As with many urban-renewal projects in Berlin, Haubentaucher ran into some neighbourhood resistance. The Friedrichshain district proudly retains a good dose of grit and the pool is visibly more upmarket than its direct neighbours. “We had some criticism but it was louder while we were building,” says Lente. “Now the locals are coming and enjoying the pool.” The fact that weekday admission is only €3 (€5 on weekends and when a DJ plays) helps keep things egalitarian.

Haubentaucher has been a big Berlin summer hit, tapping into a previously unvoiced demand. But with their years of experience running Strandgut, the partners know it’s seldom a good idea to do too much too quickly.

After the pool season dies down, says Lente, “we might have a Christmas market, maybe a pop-up restaurant but we’ll take a break in January and plan the next season before reopening.” Taking it slowly – how very grown-up.

More Berlin water(ing) holes

Badeschiff
Set in the River Spree’s east harbour, this heated floating pool offers epic views of the TV tower and the famous Oberbaum Bridge. There are also wooden terraces for lounging, a beach bar, DJs and, in winter, Finnish saunas. The Badeschiff made a big splash when it opened in 2004 and has been going strong ever since.

Strandbad Wannsee
At Berlin’s southwestern edge is Europe’s largest lido, a 1,275-metre stretch of fine light sand on Wannsee lake that’s become a Cultural Heritage site. Changing facilities are situated in 1920s buildings, contributing to an old-school feeling that on hot days you’re likely to share with many people.

Liquidrom
Not an outdoor pool but a unique indoor thermal bath that’s long been a favourite with spa lovers, sauna enthusiasts and the curious. The main pool features underwater lights and music ranging from jazz to electro, while spa treatments and a café are also on hand. This place is for chilling, not sport, and be warned: not everyone wears swimsuits.
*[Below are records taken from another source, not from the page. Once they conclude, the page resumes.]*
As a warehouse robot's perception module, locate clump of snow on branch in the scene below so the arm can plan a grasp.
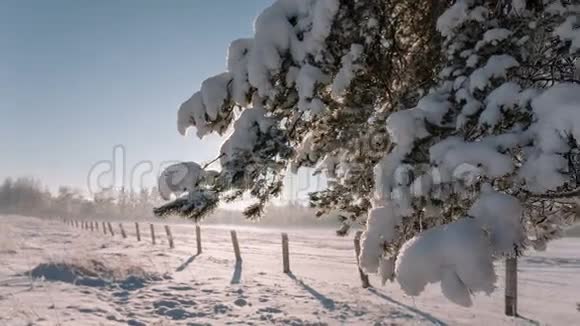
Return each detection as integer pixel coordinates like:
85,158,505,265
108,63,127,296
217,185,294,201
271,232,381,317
360,0,580,306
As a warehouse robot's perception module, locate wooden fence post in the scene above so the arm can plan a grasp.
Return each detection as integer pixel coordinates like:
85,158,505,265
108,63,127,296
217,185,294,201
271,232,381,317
135,222,141,241
230,230,242,261
119,223,127,239
195,225,201,255
282,233,290,274
354,231,371,289
165,225,175,249
149,224,155,244
505,256,518,317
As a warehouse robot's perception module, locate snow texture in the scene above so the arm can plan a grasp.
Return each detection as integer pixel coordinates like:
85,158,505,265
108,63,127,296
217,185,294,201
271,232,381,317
0,216,580,326
396,189,524,306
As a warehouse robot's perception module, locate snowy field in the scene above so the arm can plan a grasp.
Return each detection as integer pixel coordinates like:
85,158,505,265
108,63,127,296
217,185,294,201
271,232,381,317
0,216,580,325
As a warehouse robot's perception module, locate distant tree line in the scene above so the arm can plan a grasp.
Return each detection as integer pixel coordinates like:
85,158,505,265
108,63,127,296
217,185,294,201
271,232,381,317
0,178,339,227
0,178,159,219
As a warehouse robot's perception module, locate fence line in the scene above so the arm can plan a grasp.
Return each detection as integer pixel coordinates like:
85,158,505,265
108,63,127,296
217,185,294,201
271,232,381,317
165,225,175,249
61,219,518,317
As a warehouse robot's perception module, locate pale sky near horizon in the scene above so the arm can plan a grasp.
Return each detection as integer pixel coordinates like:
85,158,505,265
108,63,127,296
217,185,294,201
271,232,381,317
0,0,308,196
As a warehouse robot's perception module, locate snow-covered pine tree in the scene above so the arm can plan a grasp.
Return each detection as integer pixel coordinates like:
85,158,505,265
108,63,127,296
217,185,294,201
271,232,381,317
361,0,580,306
156,0,580,305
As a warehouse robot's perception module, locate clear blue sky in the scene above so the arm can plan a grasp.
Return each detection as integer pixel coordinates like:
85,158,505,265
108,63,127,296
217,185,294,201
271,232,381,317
0,0,272,194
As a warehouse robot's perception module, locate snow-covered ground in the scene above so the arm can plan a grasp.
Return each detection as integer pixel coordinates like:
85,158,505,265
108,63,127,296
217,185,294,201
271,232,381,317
0,216,580,325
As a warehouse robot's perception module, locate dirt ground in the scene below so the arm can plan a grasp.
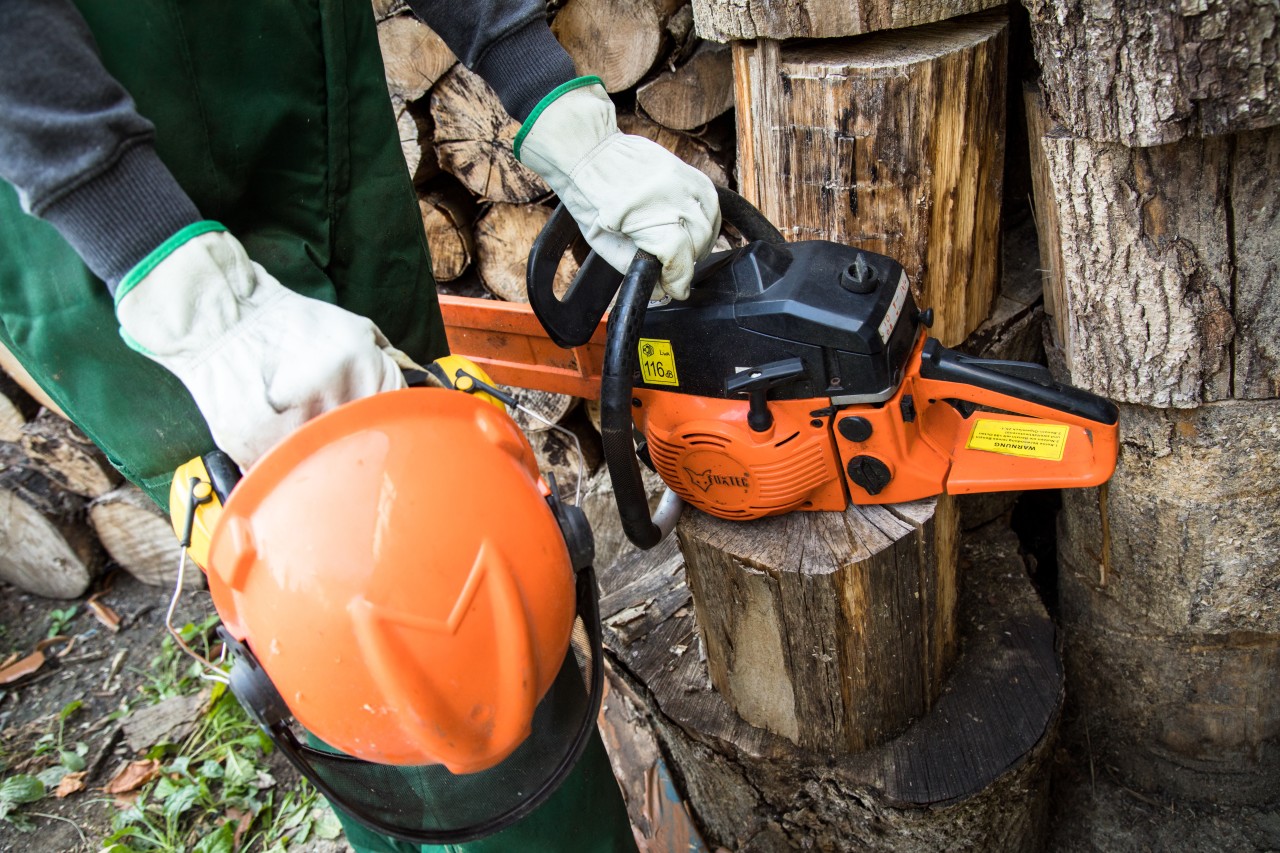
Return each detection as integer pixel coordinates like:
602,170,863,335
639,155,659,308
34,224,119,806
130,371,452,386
0,540,1280,853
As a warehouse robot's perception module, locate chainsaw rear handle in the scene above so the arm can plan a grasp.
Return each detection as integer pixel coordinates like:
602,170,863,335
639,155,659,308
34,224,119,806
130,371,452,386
529,187,783,548
920,338,1120,427
527,187,783,348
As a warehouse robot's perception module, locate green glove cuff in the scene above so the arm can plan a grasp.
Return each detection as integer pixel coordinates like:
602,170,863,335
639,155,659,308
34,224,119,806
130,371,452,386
512,74,604,160
115,219,227,306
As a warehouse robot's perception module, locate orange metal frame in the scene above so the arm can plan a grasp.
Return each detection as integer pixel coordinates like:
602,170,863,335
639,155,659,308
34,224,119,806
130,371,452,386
440,295,605,400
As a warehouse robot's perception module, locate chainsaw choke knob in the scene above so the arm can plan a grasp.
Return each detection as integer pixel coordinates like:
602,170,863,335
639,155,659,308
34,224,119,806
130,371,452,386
840,252,879,293
849,456,893,494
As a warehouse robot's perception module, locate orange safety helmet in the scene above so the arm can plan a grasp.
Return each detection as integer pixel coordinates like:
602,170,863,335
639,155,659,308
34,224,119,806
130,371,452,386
180,379,600,843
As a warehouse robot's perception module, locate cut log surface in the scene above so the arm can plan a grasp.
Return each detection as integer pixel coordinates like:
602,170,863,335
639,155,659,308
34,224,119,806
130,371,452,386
417,184,476,282
552,0,663,92
618,113,731,187
692,0,1005,41
475,204,579,302
1023,0,1280,147
1027,84,1280,407
378,14,458,101
636,41,733,131
431,64,549,204
0,446,102,598
18,409,124,498
600,514,1062,850
733,12,1007,346
1059,400,1280,803
88,484,204,589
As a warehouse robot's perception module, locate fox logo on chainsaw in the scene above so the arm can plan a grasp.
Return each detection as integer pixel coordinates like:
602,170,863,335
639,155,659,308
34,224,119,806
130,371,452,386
685,467,751,492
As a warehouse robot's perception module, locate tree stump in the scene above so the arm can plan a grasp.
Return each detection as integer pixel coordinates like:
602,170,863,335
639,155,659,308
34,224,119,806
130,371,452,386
1059,400,1280,803
678,498,955,754
431,64,549,204
733,13,1007,346
1023,0,1280,147
18,409,124,498
1027,88,1280,407
692,0,1004,41
600,502,1062,853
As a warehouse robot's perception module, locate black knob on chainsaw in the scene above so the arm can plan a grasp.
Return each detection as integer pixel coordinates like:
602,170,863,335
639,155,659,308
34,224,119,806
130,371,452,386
849,456,893,494
840,252,879,293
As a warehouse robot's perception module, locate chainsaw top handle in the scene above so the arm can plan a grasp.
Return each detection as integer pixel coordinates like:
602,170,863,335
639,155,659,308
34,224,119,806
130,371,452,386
529,187,783,548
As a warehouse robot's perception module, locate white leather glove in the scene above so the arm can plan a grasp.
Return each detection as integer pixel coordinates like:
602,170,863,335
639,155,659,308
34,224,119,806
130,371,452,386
115,223,408,467
516,77,721,300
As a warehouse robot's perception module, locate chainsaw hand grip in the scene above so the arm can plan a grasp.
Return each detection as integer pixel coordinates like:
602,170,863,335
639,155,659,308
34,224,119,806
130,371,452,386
920,338,1120,425
527,187,783,348
600,252,662,548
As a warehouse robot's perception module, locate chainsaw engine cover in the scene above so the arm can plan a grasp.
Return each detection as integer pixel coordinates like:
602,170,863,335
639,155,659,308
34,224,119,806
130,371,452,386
635,235,919,406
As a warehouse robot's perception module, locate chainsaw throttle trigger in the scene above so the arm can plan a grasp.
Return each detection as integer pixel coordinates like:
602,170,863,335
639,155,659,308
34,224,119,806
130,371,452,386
920,338,1120,425
724,359,805,433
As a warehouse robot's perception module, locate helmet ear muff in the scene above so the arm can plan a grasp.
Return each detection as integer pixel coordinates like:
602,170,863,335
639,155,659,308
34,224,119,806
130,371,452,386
218,626,293,731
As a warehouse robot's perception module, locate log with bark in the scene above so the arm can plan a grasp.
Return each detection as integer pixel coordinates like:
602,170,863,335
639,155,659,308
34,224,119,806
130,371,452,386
431,64,549,204
733,12,1007,346
88,483,205,589
552,0,669,92
692,0,1005,41
636,41,733,131
1023,0,1280,147
602,514,1062,850
417,182,476,282
1027,87,1280,407
1059,400,1280,803
18,409,124,498
0,444,102,598
378,14,458,101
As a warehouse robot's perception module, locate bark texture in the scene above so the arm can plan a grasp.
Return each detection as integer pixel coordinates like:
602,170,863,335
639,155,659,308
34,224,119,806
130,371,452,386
735,13,1007,346
1027,86,1280,407
1023,0,1280,146
1059,401,1280,803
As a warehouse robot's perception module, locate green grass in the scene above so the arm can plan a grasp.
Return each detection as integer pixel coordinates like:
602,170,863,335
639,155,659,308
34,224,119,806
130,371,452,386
0,617,340,853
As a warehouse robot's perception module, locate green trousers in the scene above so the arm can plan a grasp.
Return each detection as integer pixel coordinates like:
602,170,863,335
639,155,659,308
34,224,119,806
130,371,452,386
0,0,634,853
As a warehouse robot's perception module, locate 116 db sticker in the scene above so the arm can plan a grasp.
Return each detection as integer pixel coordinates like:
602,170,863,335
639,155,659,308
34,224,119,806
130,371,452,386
640,338,680,386
965,419,1071,462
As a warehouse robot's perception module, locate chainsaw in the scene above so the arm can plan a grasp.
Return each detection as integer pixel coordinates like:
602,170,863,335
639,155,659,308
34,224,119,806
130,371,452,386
442,190,1119,548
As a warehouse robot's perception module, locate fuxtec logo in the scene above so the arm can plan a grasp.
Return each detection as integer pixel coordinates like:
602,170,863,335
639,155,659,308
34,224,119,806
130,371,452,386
685,467,751,492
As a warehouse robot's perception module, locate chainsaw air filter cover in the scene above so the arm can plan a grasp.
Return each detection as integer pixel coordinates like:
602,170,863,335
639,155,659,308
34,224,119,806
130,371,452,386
634,236,919,519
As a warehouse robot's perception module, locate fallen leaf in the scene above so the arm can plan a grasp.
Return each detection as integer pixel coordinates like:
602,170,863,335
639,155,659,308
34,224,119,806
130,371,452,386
87,593,120,634
0,648,45,684
102,758,160,794
54,770,88,799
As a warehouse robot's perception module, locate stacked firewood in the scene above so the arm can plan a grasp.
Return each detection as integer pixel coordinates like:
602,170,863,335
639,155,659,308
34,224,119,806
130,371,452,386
374,0,733,301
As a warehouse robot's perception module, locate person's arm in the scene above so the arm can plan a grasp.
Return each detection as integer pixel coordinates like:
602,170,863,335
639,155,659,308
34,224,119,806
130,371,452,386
408,0,577,122
0,0,404,467
0,0,200,289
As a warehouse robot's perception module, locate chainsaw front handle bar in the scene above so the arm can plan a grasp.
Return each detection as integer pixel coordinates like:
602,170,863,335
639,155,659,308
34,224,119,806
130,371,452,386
529,187,783,548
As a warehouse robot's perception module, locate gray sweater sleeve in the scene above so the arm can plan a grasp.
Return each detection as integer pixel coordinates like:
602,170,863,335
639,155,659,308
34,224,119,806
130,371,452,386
0,0,573,292
0,0,200,288
408,0,576,122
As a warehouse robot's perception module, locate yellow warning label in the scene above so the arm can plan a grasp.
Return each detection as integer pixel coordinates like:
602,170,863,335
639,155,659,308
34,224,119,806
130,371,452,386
965,419,1071,462
640,338,680,386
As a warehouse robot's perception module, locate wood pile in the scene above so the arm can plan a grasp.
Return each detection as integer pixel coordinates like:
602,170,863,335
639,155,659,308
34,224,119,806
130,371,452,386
1025,0,1280,804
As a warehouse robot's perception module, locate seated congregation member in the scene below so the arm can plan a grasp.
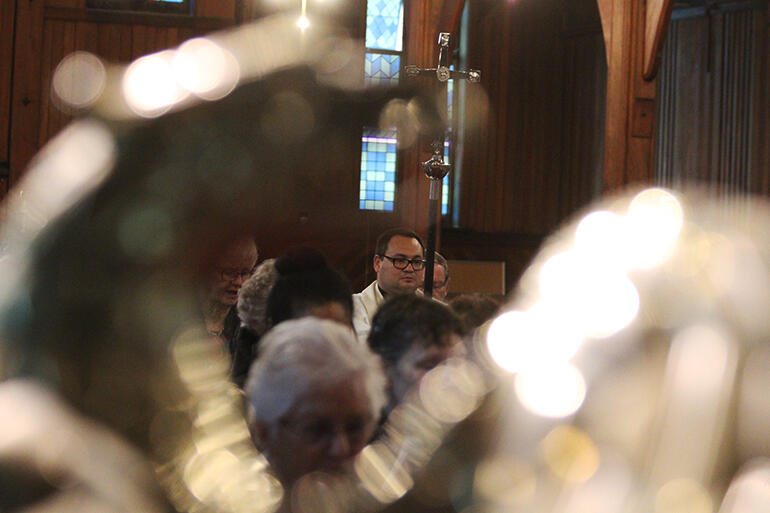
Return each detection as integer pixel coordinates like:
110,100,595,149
232,248,353,386
246,317,385,491
200,237,258,353
266,248,353,327
369,294,465,413
353,228,425,342
231,258,279,387
421,251,449,302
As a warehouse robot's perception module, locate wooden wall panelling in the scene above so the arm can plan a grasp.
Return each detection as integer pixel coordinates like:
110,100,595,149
751,3,770,196
400,0,441,241
9,0,43,185
195,0,236,19
0,1,16,164
642,0,674,80
655,10,770,197
45,0,86,9
601,0,655,191
452,0,606,234
625,2,655,184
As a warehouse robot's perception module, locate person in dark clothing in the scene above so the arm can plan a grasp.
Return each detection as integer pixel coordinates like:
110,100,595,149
232,248,353,387
368,294,464,413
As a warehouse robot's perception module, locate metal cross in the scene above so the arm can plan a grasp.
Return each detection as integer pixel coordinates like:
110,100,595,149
404,32,481,297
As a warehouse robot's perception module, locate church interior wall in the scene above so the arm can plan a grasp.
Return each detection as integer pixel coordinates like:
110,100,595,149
0,0,770,290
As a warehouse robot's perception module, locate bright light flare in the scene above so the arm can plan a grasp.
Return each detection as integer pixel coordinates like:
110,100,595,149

Starting a pool club in Berlin

Team: At the beginning there were eight: four partners, a secretary, an accountant, a construction site manager and a corporate event manager.

Costs: The major cost was building the swimming pool, which took around a quarter of the total start-up capital.

Opening times: On a sunny day from 10.00 to about midnight; on weekends no specific closing time.

Branding: The corporate design was done by graphic designer Oliver Lehner, a friend of the partners.